Oil prices dipped on Wednesday after a report showed a rise in available U.S. crude inventories, but the market remained tense amid an intensifying political crisis in Venezuela, tightening U.S. sanctions on Iran and continuing OPEC supply cuts.
Spot Brent crude futures, the international benchmark for oil prices, were at $71.65 per barrel at 0143 GMT, down 41 cents, or 0.6 percent, from their last close.
U.S. West Texas Intermediate (WTI) crude futures were down 51 cents, or 0.8 percent, at $63.49 per barrel.

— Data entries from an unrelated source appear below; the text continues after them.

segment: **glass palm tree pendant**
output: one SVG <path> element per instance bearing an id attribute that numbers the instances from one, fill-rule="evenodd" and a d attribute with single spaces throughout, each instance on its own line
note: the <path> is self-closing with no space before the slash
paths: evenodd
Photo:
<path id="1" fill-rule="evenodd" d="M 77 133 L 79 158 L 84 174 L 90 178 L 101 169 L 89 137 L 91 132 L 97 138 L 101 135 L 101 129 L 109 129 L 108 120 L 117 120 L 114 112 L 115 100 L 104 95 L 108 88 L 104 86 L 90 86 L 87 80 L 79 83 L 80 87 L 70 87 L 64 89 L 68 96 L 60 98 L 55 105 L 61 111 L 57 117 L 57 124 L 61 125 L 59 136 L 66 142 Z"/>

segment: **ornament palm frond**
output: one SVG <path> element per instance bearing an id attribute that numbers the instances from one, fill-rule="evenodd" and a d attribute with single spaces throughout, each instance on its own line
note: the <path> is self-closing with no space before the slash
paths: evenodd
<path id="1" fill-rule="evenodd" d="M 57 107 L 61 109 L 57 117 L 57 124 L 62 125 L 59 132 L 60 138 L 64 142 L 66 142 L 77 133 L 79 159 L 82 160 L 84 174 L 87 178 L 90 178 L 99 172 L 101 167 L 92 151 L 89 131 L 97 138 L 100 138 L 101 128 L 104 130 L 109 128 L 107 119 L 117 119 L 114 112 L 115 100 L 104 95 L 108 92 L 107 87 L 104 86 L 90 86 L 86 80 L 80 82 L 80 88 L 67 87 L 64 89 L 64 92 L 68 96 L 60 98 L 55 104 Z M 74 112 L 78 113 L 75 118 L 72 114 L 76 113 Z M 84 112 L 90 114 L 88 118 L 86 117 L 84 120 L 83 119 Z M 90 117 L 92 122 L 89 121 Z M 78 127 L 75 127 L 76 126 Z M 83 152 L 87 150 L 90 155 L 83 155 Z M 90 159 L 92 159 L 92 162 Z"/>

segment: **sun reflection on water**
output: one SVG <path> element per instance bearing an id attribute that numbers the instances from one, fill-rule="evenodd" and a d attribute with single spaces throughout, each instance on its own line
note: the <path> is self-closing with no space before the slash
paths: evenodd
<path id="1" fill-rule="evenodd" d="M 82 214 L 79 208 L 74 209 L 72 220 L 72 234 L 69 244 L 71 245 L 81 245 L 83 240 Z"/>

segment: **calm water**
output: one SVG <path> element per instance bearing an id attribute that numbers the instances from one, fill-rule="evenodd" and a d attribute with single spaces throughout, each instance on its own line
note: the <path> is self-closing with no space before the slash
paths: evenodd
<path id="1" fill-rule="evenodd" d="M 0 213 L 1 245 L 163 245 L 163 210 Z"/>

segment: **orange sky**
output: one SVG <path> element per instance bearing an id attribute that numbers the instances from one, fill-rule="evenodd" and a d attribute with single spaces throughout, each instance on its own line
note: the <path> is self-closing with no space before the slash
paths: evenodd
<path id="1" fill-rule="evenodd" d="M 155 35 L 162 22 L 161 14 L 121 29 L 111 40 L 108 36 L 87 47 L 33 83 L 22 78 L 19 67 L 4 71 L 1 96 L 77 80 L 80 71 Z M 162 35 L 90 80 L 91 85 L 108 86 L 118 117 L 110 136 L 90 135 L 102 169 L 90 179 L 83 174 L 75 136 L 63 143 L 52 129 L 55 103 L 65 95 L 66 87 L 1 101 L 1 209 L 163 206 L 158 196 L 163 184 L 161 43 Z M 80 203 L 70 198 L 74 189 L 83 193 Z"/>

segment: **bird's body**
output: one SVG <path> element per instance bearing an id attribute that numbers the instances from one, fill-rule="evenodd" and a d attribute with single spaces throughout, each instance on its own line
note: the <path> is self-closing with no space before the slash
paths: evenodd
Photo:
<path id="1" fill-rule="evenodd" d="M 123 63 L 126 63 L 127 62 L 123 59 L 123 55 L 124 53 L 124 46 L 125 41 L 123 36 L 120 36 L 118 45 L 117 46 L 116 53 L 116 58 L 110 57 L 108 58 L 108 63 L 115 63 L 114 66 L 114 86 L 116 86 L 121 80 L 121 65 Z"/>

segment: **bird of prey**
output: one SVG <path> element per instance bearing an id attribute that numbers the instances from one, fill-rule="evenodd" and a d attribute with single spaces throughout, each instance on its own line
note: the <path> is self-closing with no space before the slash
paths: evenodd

U.S. crude stocks rose by 6.8 million barrels to 466.4 million barrels in the week to April 26, industry group the American Petroleum Institute (API) said on Tuesday, implying a rise in U.S. crude supply.
“Crude prices are off … after the weekly API oil inventory report showed a build of 6.8 million barrels, up from the draw of 3.1 million barrels we saw last week,” said Edward Moya, senior market analyst at futures brokerage OANDA.
However, focus was shifting to the crisis in major oil producer Venezuela, where there appears to be a standoff between incumbent President Nicolas Maduro and opposition leader Juan Guaido. Many observers fear this could lead to large-scale violence, as well as disruptions to crude supply.
Crude markets have tightened this year due to supply cuts led by the Organization of the Petroleum Exporting Countries (OPEC) and beefed up U.S. sanctions on Iran’s oil exports.
Washington re-imposed sanctions on Tehran in November last year, but initially allowed its major buyers to import limited crude volumes for another six months.
That period expires on Wednesday, and Washington has said it will not extend any sanction exemptions as it aims to drive down Iranian crude exports to zero.
Despite this, some analysts say global oil markets are amply supplied.